In Philadelphia, the Samual S. Fleisher Art Memorial is sponsoring the creation of the Liberty Belle Cape — a "trousseau" gift for Lady Liberty made to monumental scale — in collaboration with the Mummers Museum and other area cultural institutions. The Cape will be presented to the public on New Year's Day during the Mummers Parade.*
Beaver College Art Gallery is participating in this project by presenting Liberty's "engagement" ring and other Honeymoon Project related material to provide a further context in which Miralda's vision, the presentation of the Cape, and the "Honeymoon Project" as a metaphor for cultural exchange can be understood.

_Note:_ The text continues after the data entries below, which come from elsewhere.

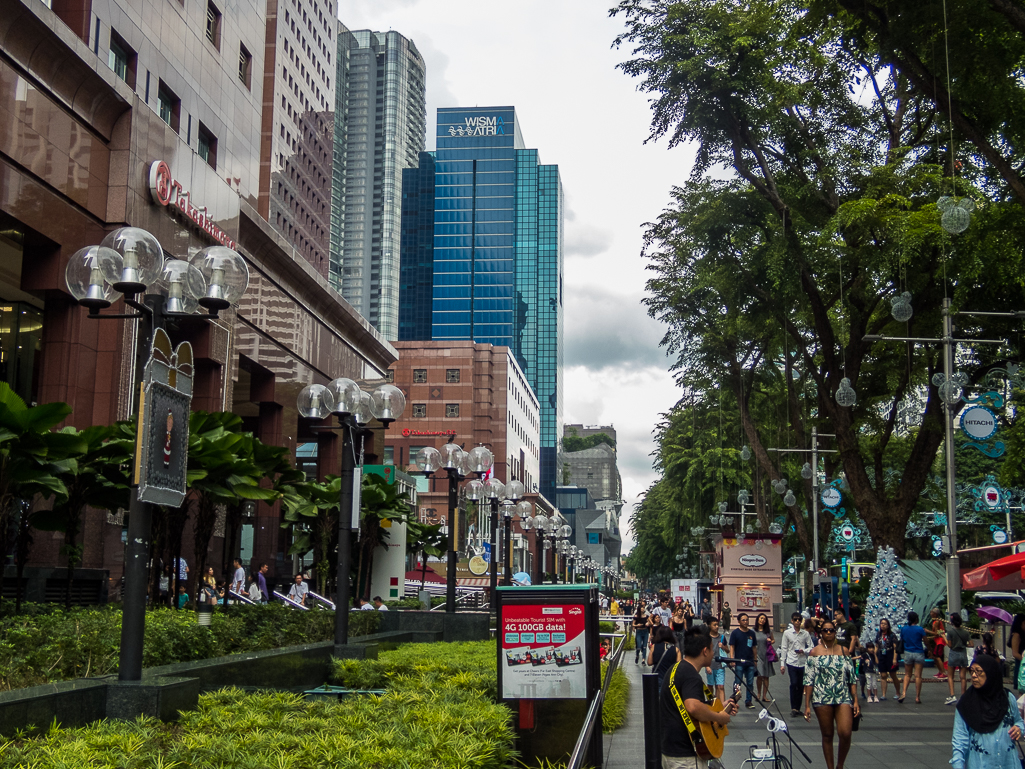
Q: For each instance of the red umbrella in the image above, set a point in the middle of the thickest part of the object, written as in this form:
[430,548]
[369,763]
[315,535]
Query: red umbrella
[1003,573]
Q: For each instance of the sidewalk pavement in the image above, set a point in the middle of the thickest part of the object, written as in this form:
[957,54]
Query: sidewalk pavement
[908,735]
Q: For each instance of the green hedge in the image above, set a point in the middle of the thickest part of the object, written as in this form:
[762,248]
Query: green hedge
[446,727]
[57,645]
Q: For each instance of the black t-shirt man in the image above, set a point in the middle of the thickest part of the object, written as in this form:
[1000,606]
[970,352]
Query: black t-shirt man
[744,643]
[675,739]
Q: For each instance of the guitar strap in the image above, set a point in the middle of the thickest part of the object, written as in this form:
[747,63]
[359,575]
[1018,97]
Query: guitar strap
[688,721]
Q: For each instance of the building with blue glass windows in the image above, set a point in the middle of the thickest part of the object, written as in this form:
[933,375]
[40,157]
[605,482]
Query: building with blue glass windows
[495,254]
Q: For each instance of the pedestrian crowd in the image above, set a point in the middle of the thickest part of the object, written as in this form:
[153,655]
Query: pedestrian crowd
[827,661]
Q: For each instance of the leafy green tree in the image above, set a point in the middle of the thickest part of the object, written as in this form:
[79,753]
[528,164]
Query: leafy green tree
[98,478]
[811,206]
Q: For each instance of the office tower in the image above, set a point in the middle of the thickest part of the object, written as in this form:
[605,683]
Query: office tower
[380,130]
[297,134]
[496,255]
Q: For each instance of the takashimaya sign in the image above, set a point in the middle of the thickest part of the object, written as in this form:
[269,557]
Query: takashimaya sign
[168,192]
[480,126]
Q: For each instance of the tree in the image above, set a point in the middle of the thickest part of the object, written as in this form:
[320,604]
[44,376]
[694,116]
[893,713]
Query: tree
[770,278]
[98,478]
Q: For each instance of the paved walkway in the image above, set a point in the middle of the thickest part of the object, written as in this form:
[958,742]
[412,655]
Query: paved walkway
[908,736]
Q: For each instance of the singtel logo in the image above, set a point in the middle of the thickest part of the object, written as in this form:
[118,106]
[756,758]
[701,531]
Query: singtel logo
[752,560]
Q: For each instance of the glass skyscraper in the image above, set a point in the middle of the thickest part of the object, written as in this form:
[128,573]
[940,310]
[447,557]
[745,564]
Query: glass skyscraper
[380,129]
[496,257]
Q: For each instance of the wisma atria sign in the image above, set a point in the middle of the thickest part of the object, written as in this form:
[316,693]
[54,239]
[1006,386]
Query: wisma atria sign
[480,126]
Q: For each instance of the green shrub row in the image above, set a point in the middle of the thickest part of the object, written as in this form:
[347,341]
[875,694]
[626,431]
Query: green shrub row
[58,645]
[446,727]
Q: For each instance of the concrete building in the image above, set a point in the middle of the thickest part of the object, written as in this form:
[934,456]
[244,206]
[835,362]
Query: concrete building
[496,257]
[297,122]
[380,129]
[97,99]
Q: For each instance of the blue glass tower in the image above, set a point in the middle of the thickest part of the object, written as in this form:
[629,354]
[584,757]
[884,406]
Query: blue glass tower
[497,255]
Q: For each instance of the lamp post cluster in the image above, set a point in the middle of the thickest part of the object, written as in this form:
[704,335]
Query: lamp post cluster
[354,408]
[128,262]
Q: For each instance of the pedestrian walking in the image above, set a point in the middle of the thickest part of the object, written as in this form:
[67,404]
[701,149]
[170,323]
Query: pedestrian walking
[744,646]
[793,656]
[765,668]
[830,687]
[640,624]
[987,723]
[958,642]
[886,653]
[662,652]
[912,636]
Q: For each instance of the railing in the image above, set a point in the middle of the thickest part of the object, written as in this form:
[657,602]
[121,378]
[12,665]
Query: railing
[595,712]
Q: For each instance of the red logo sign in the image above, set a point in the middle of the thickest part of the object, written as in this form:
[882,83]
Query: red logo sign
[168,192]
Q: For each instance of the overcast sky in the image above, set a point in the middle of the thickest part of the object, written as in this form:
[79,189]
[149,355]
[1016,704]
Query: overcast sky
[554,62]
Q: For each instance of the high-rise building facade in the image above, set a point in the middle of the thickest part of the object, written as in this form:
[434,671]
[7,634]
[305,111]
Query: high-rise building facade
[380,129]
[297,126]
[496,257]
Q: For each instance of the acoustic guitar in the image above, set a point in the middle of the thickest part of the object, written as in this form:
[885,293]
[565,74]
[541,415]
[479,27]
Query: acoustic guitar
[712,735]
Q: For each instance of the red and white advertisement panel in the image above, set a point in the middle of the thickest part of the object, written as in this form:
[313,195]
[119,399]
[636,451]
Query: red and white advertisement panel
[543,652]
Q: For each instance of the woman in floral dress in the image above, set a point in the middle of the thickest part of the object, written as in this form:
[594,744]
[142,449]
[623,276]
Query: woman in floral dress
[830,685]
[987,723]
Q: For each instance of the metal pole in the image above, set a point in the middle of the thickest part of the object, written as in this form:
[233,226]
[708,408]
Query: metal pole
[453,542]
[953,563]
[136,577]
[507,577]
[494,550]
[343,556]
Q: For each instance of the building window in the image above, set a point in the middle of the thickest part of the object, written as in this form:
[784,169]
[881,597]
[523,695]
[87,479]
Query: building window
[122,58]
[168,106]
[207,147]
[213,25]
[245,66]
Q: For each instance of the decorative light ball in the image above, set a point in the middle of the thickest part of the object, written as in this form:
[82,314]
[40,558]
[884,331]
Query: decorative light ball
[227,277]
[481,459]
[347,396]
[387,403]
[315,402]
[845,394]
[85,279]
[140,260]
[428,459]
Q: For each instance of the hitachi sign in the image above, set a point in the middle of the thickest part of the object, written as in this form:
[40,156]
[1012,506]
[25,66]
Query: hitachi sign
[480,126]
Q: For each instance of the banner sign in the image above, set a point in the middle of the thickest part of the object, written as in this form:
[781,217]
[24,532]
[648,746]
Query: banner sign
[543,652]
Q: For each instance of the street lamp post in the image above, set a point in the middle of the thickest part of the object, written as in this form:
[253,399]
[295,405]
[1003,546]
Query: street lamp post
[354,409]
[128,262]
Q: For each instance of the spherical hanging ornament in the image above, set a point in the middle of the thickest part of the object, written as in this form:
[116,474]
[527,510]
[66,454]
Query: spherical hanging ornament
[956,214]
[900,308]
[845,394]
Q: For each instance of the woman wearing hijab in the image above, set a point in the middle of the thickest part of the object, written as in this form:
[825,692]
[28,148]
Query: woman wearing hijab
[987,723]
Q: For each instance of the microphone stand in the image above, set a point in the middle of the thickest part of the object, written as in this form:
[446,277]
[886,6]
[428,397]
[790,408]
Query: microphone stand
[786,727]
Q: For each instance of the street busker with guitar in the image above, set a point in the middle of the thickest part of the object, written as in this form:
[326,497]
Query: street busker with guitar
[830,686]
[693,726]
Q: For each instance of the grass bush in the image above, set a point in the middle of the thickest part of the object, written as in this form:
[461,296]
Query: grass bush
[57,645]
[443,728]
[616,699]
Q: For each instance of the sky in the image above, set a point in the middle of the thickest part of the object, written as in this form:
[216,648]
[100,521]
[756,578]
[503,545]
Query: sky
[555,63]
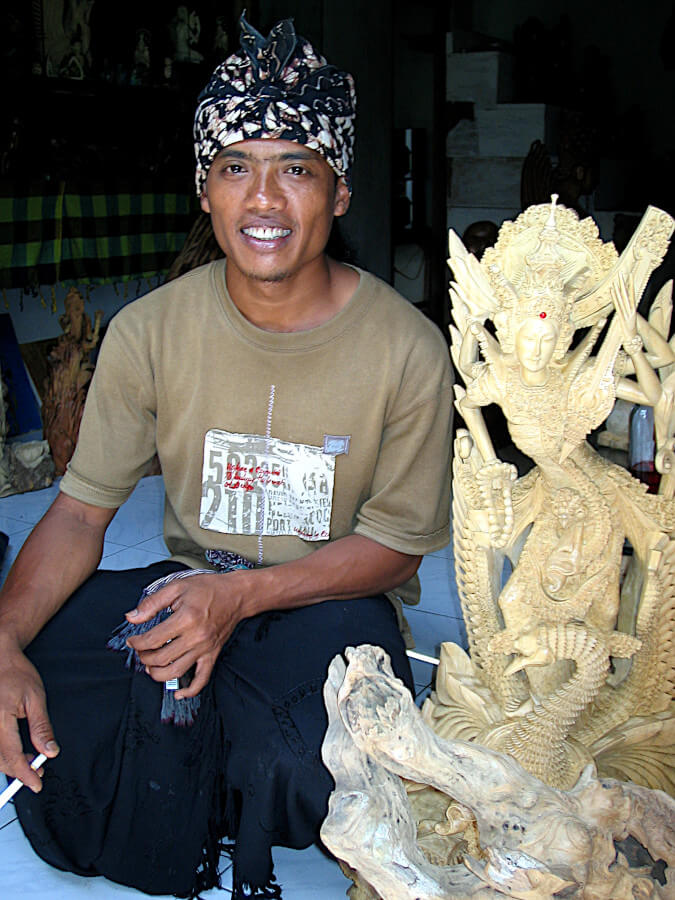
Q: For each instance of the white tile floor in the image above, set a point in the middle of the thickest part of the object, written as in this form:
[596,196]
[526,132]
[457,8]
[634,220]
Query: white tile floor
[135,539]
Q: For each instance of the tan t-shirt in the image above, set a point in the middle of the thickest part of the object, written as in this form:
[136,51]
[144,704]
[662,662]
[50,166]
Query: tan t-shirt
[270,444]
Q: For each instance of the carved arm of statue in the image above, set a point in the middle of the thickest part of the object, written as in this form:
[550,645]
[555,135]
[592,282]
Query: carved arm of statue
[648,388]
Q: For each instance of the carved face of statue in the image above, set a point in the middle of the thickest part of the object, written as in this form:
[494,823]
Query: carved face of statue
[535,343]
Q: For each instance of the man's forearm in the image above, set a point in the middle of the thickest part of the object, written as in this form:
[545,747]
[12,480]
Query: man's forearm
[353,566]
[63,549]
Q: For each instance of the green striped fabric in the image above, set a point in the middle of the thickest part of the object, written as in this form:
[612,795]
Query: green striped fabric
[53,232]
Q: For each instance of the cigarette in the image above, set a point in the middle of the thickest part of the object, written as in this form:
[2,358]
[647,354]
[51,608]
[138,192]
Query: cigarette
[16,785]
[422,657]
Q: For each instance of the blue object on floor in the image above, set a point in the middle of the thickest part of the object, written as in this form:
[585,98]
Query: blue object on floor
[22,412]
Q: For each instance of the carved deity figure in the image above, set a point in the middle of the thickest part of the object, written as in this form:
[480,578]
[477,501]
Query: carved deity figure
[66,387]
[571,657]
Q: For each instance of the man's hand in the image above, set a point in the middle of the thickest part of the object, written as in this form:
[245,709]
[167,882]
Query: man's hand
[206,609]
[22,696]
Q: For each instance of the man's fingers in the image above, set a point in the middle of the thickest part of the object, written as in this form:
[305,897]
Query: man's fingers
[175,669]
[14,764]
[152,604]
[41,731]
[200,680]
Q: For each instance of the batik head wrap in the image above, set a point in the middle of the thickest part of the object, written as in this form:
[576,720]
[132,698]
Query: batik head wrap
[276,87]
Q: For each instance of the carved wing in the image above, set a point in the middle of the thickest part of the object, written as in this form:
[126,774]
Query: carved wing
[645,251]
[640,747]
[471,297]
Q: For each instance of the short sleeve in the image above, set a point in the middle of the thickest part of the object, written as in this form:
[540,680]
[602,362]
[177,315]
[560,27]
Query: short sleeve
[409,503]
[117,434]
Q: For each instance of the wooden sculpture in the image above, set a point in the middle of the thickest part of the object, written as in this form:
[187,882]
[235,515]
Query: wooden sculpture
[528,840]
[571,656]
[66,387]
[554,738]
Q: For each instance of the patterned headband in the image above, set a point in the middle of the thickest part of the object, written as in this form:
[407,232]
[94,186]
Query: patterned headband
[278,87]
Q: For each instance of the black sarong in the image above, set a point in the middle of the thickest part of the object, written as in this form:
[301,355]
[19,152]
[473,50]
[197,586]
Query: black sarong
[148,804]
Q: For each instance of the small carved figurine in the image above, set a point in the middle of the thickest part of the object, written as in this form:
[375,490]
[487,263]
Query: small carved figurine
[70,373]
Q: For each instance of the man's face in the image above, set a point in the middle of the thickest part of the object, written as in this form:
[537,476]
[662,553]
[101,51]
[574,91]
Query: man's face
[272,205]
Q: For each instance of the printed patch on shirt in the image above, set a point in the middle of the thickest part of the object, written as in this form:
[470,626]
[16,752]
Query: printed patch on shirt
[264,486]
[336,443]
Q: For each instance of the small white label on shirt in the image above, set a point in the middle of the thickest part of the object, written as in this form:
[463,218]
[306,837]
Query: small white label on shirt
[257,485]
[336,443]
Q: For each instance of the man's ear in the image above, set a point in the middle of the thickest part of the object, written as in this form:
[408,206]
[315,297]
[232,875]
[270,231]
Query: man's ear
[342,198]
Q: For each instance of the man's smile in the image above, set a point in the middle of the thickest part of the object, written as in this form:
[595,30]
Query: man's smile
[265,232]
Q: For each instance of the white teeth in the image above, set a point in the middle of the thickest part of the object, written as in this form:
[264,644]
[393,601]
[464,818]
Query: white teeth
[266,234]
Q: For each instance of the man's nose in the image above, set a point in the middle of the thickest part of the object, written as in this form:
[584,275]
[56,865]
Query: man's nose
[265,191]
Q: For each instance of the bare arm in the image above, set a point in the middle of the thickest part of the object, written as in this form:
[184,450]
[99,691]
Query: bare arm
[62,551]
[208,607]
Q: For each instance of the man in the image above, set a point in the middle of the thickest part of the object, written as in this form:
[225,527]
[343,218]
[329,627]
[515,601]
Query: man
[301,413]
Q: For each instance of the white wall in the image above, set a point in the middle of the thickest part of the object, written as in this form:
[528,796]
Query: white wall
[626,31]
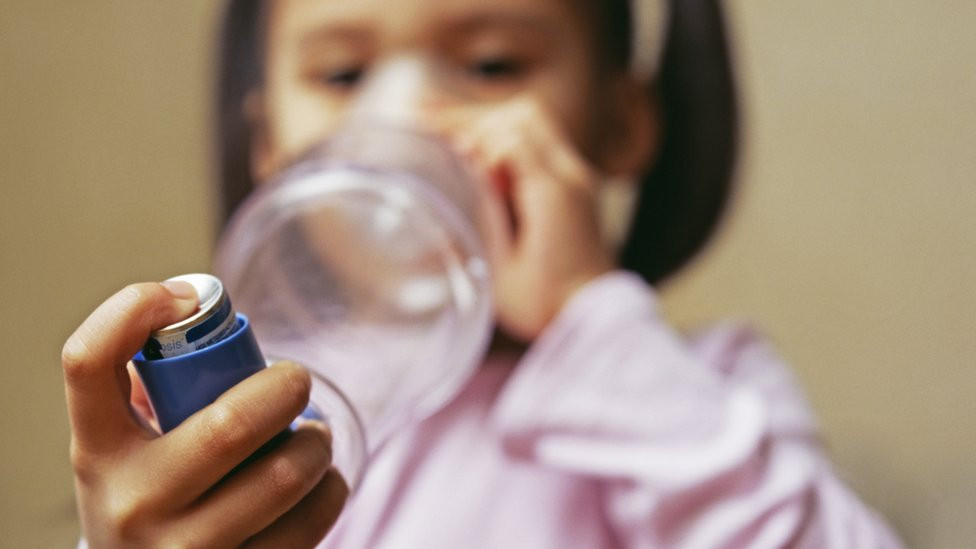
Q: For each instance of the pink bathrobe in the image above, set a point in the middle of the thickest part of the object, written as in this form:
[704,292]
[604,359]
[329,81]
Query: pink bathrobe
[614,431]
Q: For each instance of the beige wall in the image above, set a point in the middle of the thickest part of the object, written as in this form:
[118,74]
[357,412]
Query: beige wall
[852,244]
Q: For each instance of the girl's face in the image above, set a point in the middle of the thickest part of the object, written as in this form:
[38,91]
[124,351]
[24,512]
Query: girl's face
[320,52]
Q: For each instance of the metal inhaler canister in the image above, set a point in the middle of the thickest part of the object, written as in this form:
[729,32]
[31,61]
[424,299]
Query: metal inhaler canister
[187,365]
[214,321]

This exhibition continues "Transformations", a series of installations for Beaver College Art Gallery. It has been funded in part by a grant from the Commonwealth of Pennsylvania Council on the Arts, the Friends of Beaver College Art Gallery, the Forum Committee, and the Department of Fine Arts.
ABOUT THE ARTIST
Since the early 1970s, Miralda, who lives in Barcelona and New York City, has created large scale sculptures, video works, and environments which he employs within performance works based upon the symbolic aspects of traditional popular ceremonies and events, such as processions, parades, and rituals of good preparation and dining. His work is uniquely attuned to the mythology of everyday life. Critic and curator Pierre Restany has written of Miralda, "...[his work] attaches itself to a situation, analyzes its causes and effects, its sociological structures and their semantic correspondences... he studies customs and isolates usages and habits; he heightens their aesthetic and poetic transference, their projection into the universe of the feast."
*The artist in consultation with Paula Marincola, the project's director and Thora Jacobsen, director of the sponsoring Samuel S. Fleisher Art Memorial, later pulled the cape from the parade and instead presented it on the grand staircase of the Philadelphia Museum of Art on January 9, 1990.
Rubin, Daniel and Von Bergen Jane M. "A Mummers spectacular fizzles", The Philadelphia Inquirer, December 27, 1989.
The artist will lecture on this project at 5:00 PM in The Little Theatre. A reception will be held in the gallery immediately afterward. Both events are free and open to the public.